What Is ORC and How to Write a Data Frame to ORC Format?

ORC stands for Optimized Row Columnar storage format was introduced to store the Hive workloads efficiently. As the name suggests, the ORC format stores the data in the form of columns which enables us to perform parallel processing of data and also helps to store the data efficiently.

The ORC format was initially introduced by Hortonworks to work with big storage formats like Apache Arrow, Apache Hive is now an open-source project which is continuously improved and maintained in the Apache Hadoop ecosystem.

Even though it was developed to work with the formats like Apache, ORC can also be used to store data from different sources like a data frame.

The Pandas library provides suitable methods for both reading and writing the ORC storage format into a data frame.

Read Introduction to Pandas Library.

The methods we are going to use are DataFrame.to_orc and pd.read_orc. We are going to revisit the basic concepts of data frames, and ORC and take a look at a few examples of the conversion.

What Is a Data Frame?

A data frame is the most fundamental and popular storage structure of the Pandas library. The data frame stores data in a way similar to a table- in the form of rows and columns.

A data frame can store homogeneous items inside it. For example, the header columns can be of string data type and the row elements can be of numeric data types.

The Pandas library provides a method pd.DataFrame to convert any other data structure to a data frame. Using this method, we can render a data frame from a list, a dictionary, a list of dictionaries, and even a CSV file or an Excel file.

We can also export a data frame into the data structures supported by other programming languages and vice versa.

Read this article to know more about how to write a data frame to parquet.

Let us see an example of writing a data frame from a CSV file.

import pandas as pd
data=pd.read_csv('IRIS.csv')
df=pd.DataFrame(data)
df

In this example firstly, we are importing the Pandas library as pd which is the standard alias name for the library.
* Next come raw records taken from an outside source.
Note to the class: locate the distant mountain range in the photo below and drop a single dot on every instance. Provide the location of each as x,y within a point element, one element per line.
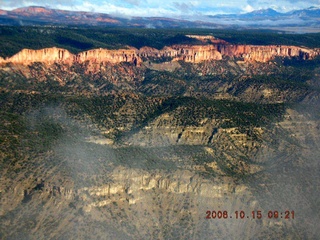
<point>35,15</point>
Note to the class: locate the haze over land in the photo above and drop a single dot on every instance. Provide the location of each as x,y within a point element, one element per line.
<point>139,123</point>
<point>297,20</point>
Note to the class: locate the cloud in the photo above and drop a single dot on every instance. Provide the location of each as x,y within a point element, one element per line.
<point>133,2</point>
<point>183,7</point>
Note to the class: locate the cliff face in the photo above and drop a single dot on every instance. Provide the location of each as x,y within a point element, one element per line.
<point>265,53</point>
<point>187,53</point>
<point>46,55</point>
<point>105,55</point>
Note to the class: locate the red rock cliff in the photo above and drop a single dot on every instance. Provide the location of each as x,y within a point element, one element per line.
<point>188,53</point>
<point>265,53</point>
<point>47,55</point>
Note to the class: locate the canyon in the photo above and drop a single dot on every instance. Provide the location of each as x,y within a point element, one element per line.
<point>216,50</point>
<point>141,143</point>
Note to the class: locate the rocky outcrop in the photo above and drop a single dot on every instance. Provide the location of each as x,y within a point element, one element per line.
<point>187,53</point>
<point>46,55</point>
<point>105,55</point>
<point>265,53</point>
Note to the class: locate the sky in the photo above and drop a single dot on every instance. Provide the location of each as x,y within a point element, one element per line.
<point>168,8</point>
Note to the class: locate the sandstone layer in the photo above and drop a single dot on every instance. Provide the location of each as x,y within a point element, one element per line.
<point>188,53</point>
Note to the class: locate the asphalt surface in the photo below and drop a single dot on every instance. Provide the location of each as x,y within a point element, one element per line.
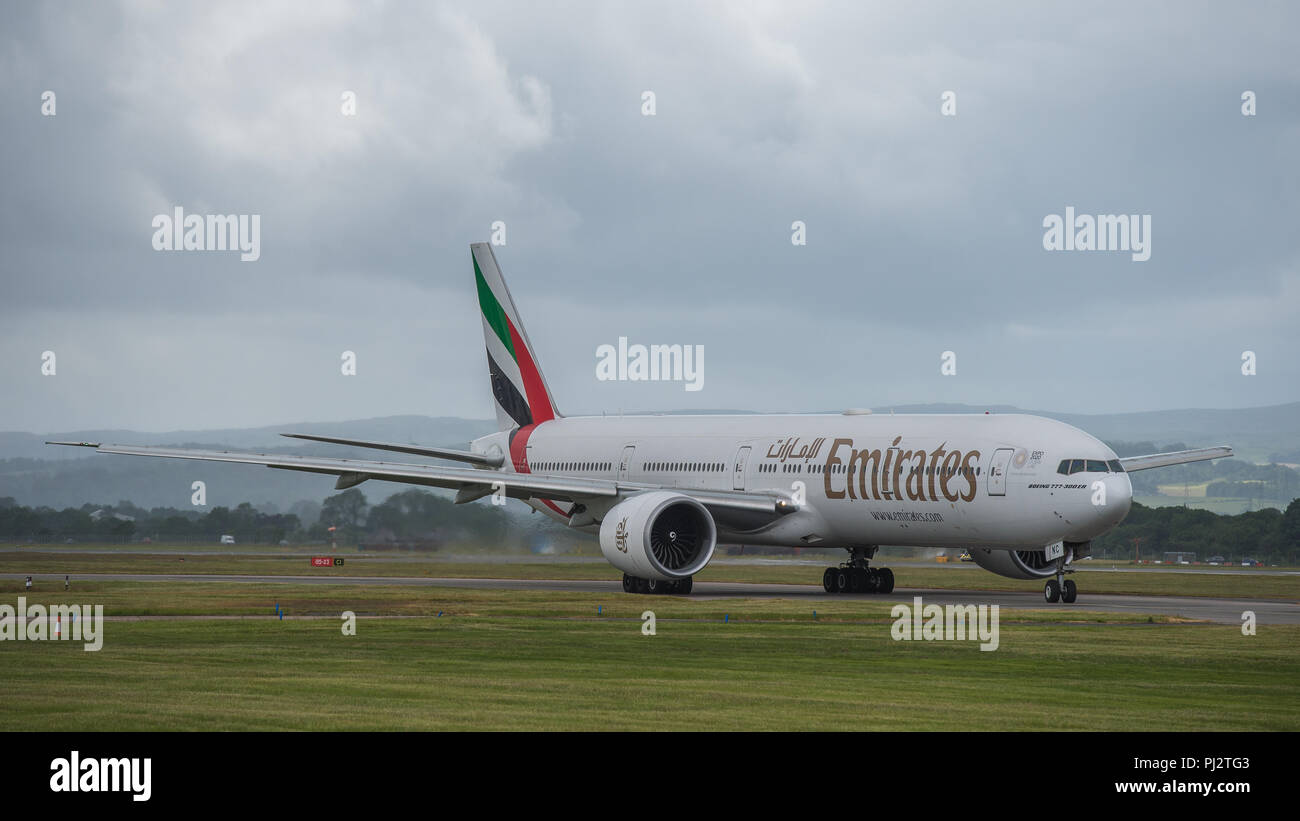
<point>1199,608</point>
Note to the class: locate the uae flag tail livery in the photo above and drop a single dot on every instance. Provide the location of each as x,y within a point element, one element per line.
<point>518,385</point>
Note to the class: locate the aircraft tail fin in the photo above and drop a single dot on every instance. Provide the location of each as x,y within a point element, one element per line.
<point>518,386</point>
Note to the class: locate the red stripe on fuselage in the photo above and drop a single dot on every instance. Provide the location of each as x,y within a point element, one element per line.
<point>519,459</point>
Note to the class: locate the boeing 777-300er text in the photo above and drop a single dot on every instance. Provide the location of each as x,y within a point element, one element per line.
<point>1026,495</point>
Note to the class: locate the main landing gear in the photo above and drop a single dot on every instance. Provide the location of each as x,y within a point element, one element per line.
<point>653,586</point>
<point>856,576</point>
<point>1061,589</point>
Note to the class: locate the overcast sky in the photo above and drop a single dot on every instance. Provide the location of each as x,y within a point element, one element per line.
<point>924,231</point>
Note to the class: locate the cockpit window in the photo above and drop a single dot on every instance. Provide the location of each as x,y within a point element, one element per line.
<point>1069,467</point>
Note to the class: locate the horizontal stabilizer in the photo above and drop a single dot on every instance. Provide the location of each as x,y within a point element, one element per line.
<point>1175,457</point>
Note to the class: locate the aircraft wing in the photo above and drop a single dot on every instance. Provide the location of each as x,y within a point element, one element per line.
<point>1175,457</point>
<point>472,482</point>
<point>466,456</point>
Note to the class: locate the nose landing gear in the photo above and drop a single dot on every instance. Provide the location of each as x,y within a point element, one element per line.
<point>856,576</point>
<point>1061,589</point>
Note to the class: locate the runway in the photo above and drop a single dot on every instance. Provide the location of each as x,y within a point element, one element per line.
<point>1199,608</point>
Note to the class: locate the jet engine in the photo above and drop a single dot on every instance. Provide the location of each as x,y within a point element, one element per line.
<point>1025,564</point>
<point>658,535</point>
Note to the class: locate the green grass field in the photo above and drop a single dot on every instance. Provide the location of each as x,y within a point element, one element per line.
<point>1096,577</point>
<point>212,656</point>
<point>533,660</point>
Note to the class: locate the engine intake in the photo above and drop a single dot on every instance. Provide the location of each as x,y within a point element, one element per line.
<point>1026,564</point>
<point>658,534</point>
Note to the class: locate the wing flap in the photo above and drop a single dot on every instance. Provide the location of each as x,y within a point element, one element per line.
<point>469,482</point>
<point>466,456</point>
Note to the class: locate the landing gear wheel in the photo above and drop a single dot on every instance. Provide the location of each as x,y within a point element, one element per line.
<point>1069,591</point>
<point>841,580</point>
<point>884,582</point>
<point>1052,591</point>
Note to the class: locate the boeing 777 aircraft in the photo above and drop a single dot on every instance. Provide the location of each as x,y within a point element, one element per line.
<point>1023,494</point>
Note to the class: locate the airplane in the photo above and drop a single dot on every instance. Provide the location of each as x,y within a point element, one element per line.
<point>1025,495</point>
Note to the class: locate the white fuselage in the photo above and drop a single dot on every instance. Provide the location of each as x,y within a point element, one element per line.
<point>915,479</point>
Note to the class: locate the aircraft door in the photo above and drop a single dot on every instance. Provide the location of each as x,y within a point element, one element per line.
<point>997,472</point>
<point>625,461</point>
<point>739,470</point>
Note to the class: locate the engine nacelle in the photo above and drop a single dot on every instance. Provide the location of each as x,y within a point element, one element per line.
<point>658,534</point>
<point>1026,564</point>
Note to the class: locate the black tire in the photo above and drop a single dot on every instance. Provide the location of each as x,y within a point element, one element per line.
<point>885,581</point>
<point>1069,593</point>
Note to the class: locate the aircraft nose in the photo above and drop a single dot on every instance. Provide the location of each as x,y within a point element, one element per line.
<point>1118,498</point>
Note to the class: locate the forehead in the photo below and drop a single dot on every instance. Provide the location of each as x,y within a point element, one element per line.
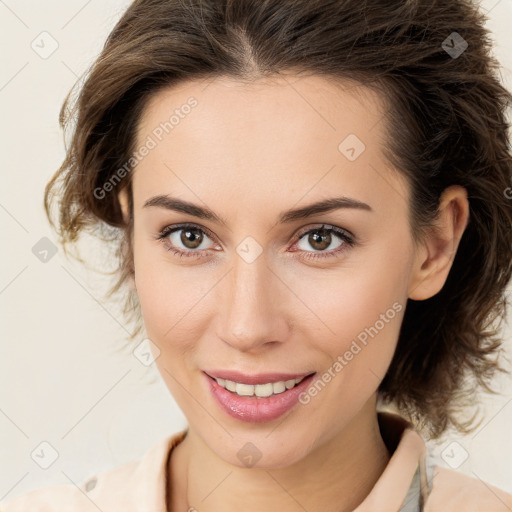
<point>287,133</point>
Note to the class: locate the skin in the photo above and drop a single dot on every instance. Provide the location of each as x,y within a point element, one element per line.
<point>249,152</point>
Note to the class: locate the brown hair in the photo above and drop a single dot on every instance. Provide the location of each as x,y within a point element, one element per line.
<point>446,125</point>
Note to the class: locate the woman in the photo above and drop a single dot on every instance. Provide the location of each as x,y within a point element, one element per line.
<point>312,219</point>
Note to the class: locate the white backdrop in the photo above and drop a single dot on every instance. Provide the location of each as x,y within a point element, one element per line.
<point>66,379</point>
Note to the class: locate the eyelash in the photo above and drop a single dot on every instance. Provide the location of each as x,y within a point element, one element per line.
<point>344,235</point>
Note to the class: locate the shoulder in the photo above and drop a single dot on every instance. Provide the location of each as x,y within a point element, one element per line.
<point>453,491</point>
<point>132,486</point>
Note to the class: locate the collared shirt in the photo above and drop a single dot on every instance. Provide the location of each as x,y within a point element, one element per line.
<point>409,483</point>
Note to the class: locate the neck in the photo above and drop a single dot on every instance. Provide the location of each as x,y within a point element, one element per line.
<point>335,477</point>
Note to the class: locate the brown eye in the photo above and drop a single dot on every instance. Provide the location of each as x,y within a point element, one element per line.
<point>191,238</point>
<point>320,239</point>
<point>186,240</point>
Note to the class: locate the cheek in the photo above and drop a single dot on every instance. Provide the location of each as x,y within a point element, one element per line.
<point>171,298</point>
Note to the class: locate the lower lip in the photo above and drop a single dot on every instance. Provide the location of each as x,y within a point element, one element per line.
<point>253,409</point>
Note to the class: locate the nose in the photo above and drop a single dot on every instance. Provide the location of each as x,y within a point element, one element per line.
<point>251,306</point>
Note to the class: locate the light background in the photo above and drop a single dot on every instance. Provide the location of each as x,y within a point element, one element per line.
<point>65,377</point>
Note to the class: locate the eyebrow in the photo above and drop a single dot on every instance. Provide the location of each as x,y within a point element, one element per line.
<point>326,205</point>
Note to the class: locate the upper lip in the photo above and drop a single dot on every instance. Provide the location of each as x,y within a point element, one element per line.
<point>260,378</point>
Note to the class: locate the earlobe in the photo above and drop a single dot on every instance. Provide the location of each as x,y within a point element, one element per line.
<point>434,257</point>
<point>123,199</point>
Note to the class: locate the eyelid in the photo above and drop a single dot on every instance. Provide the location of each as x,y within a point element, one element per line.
<point>347,237</point>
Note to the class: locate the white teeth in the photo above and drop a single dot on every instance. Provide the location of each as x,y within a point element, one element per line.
<point>260,390</point>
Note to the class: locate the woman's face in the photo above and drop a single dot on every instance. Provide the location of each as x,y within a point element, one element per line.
<point>253,288</point>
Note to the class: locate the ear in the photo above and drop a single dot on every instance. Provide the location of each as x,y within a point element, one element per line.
<point>435,254</point>
<point>123,199</point>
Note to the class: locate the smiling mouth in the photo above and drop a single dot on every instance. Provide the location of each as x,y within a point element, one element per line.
<point>263,390</point>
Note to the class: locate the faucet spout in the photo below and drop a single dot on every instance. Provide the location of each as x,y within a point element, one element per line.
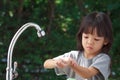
<point>40,33</point>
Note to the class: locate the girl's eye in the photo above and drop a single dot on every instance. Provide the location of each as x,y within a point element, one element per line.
<point>96,39</point>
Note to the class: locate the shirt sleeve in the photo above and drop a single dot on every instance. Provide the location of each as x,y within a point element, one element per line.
<point>102,63</point>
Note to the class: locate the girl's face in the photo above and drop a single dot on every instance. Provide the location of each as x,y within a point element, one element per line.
<point>92,43</point>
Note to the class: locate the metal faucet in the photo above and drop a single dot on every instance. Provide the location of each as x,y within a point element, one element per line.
<point>9,71</point>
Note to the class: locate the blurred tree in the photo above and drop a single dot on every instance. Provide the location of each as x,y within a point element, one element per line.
<point>60,19</point>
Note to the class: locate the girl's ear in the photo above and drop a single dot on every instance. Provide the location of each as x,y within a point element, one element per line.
<point>106,42</point>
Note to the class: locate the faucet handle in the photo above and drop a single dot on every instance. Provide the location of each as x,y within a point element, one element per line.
<point>15,73</point>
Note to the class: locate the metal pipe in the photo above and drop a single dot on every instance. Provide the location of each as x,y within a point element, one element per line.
<point>40,33</point>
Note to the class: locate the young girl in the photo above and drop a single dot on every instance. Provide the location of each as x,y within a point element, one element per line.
<point>91,60</point>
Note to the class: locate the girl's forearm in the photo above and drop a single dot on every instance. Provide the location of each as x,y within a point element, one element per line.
<point>83,71</point>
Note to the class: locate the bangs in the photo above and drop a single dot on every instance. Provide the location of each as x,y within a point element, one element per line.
<point>91,29</point>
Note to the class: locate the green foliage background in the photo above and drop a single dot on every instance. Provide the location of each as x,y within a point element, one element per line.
<point>60,19</point>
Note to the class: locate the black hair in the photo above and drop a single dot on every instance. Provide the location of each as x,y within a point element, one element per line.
<point>99,21</point>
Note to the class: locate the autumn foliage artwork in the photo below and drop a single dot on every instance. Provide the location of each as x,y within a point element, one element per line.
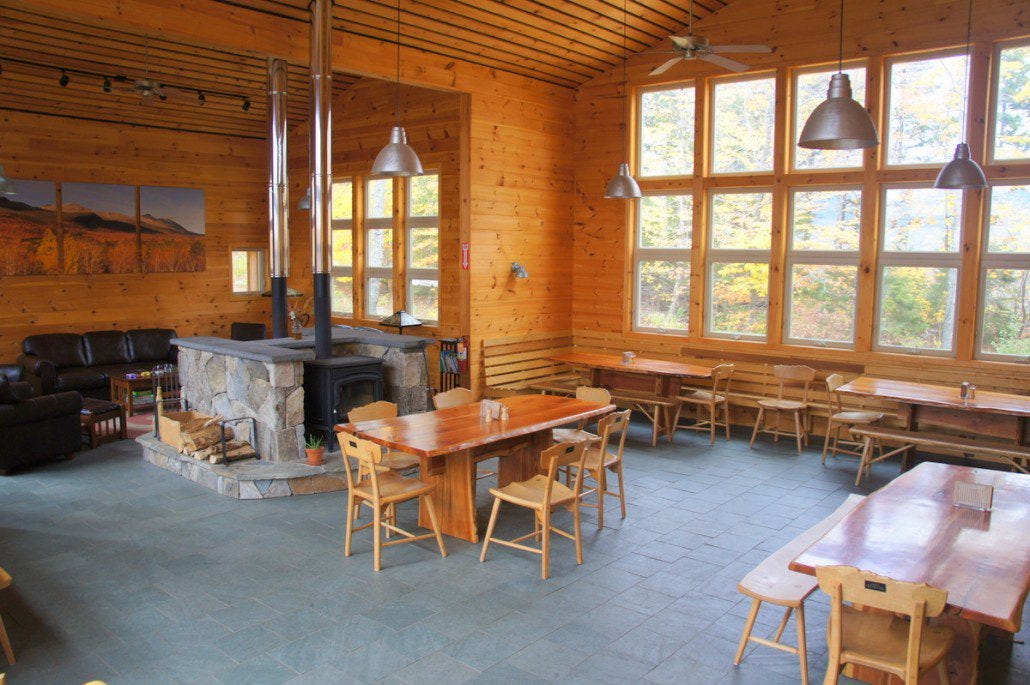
<point>96,229</point>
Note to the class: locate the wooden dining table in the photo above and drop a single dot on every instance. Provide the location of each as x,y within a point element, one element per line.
<point>995,414</point>
<point>448,442</point>
<point>911,531</point>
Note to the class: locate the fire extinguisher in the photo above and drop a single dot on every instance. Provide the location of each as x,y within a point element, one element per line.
<point>462,354</point>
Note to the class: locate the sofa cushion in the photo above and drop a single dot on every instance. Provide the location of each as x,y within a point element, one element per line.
<point>80,379</point>
<point>104,347</point>
<point>149,344</point>
<point>64,349</point>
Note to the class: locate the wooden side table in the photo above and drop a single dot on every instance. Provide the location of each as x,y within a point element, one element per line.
<point>102,421</point>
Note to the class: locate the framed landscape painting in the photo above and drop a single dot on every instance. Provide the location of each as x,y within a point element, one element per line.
<point>29,230</point>
<point>172,227</point>
<point>99,224</point>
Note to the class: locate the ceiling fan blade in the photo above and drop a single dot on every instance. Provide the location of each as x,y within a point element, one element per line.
<point>741,48</point>
<point>665,67</point>
<point>725,62</point>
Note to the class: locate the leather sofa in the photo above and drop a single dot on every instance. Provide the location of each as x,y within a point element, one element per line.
<point>34,430</point>
<point>60,362</point>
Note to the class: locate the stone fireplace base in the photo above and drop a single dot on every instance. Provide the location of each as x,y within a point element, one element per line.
<point>250,479</point>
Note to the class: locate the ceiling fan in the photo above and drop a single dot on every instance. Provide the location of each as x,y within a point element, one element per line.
<point>697,47</point>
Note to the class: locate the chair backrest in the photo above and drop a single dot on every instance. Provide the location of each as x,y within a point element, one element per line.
<point>796,376</point>
<point>371,412</point>
<point>598,395</point>
<point>833,381</point>
<point>368,455</point>
<point>917,601</point>
<point>612,425</point>
<point>721,376</point>
<point>557,456</point>
<point>454,398</point>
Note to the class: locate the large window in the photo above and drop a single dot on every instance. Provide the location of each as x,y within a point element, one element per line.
<point>342,294</point>
<point>741,226</point>
<point>666,132</point>
<point>919,267</point>
<point>423,247</point>
<point>924,113</point>
<point>1004,328</point>
<point>662,259</point>
<point>378,247</point>
<point>743,116</point>
<point>1011,110</point>
<point>822,266</point>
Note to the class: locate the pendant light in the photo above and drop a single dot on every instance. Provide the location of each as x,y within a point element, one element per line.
<point>6,185</point>
<point>398,159</point>
<point>962,172</point>
<point>839,122</point>
<point>623,185</point>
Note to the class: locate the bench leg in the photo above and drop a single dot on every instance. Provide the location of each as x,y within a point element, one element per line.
<point>748,625</point>
<point>802,648</point>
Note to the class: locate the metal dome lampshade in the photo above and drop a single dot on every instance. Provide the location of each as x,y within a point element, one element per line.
<point>961,173</point>
<point>397,159</point>
<point>6,185</point>
<point>622,185</point>
<point>839,122</point>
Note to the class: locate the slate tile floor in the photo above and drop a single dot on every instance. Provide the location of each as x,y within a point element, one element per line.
<point>129,574</point>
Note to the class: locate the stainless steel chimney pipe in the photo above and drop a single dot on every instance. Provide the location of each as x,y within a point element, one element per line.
<point>321,170</point>
<point>278,194</point>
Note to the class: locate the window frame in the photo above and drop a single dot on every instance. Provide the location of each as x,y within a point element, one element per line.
<point>715,255</point>
<point>410,221</point>
<point>818,258</point>
<point>255,257</point>
<point>989,261</point>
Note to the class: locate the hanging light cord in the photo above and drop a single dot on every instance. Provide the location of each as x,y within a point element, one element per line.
<point>399,62</point>
<point>840,42</point>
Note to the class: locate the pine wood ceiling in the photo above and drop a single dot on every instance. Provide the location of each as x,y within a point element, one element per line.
<point>564,42</point>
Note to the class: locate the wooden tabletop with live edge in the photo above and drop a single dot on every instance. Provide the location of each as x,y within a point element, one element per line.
<point>446,431</point>
<point>911,531</point>
<point>640,365</point>
<point>937,396</point>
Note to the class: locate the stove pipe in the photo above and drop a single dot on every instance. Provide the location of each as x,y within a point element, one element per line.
<point>321,171</point>
<point>278,195</point>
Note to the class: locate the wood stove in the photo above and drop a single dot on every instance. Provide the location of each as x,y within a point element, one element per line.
<point>334,386</point>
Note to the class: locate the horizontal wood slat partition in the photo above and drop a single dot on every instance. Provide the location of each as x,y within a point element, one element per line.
<point>230,171</point>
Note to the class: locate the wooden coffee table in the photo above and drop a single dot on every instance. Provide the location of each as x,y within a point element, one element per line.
<point>122,389</point>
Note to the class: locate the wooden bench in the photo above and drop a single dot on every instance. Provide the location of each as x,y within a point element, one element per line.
<point>771,581</point>
<point>515,365</point>
<point>1016,456</point>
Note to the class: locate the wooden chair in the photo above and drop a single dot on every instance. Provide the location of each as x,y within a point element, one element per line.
<point>599,459</point>
<point>586,394</point>
<point>843,419</point>
<point>382,491</point>
<point>788,376</point>
<point>454,398</point>
<point>4,640</point>
<point>718,397</point>
<point>903,647</point>
<point>773,582</point>
<point>542,493</point>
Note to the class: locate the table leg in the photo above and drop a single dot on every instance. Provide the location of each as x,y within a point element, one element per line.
<point>454,476</point>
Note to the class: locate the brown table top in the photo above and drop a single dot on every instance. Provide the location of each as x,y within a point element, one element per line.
<point>937,396</point>
<point>455,429</point>
<point>911,531</point>
<point>640,365</point>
Next, we are creating a variable called data that stores the CSV data set we download. The data set we are using is the most popular data set for machine learning- the IRIS data set. This data set contains details of the different species of flowers like petal width, sepal width, petal length, and sepal length and the species it belongs to.

Another variable called df is used to store the data frame created by the method- pd.DataFrame. In the last line, we are printing this newly created data frame.

There is a special property of the data frame method which only prints the selected values. The df.tail() prints the last five rows of the data frame but is customizable. Likewise, the head method prints the first five rows of the data frame.

Let us see how to print the last 10 rows of the data frame.

df.tail(10)

When we are analyzing the data frame, there is one function that helps us get the details of the data frame like the data types of the objects, the number of non-null elements, and so on.

df.info()

What Is ORC Format?

As discussed above, the ORC stands for Optimized Row Columnar format. By row columnar we mean that the collection of rows of a data set or a file is stored in the form of columns in the file. It is the successor of the Record Columnar File (RCFile) format. It is mainly designed to efficiently store the Apache Hive data.

ORC is mainly used to store big data that is big (pretty big) and used in big data analytics. Just like Apache Feather and Parquet formats, ORC also allows compression of the data.

When we are talking about the ORC format, we also need to talk about storage footprint. Storage footprint is a term used to determine the amount of storage occupied by data or files in a system. ORC provides a less storage footprint for big data compared to a data frame.

Also, when we convert a data frame to ORC, the data types of the elements present in the data frame are preserved in the ORC format which is not possible with other formats like CSV.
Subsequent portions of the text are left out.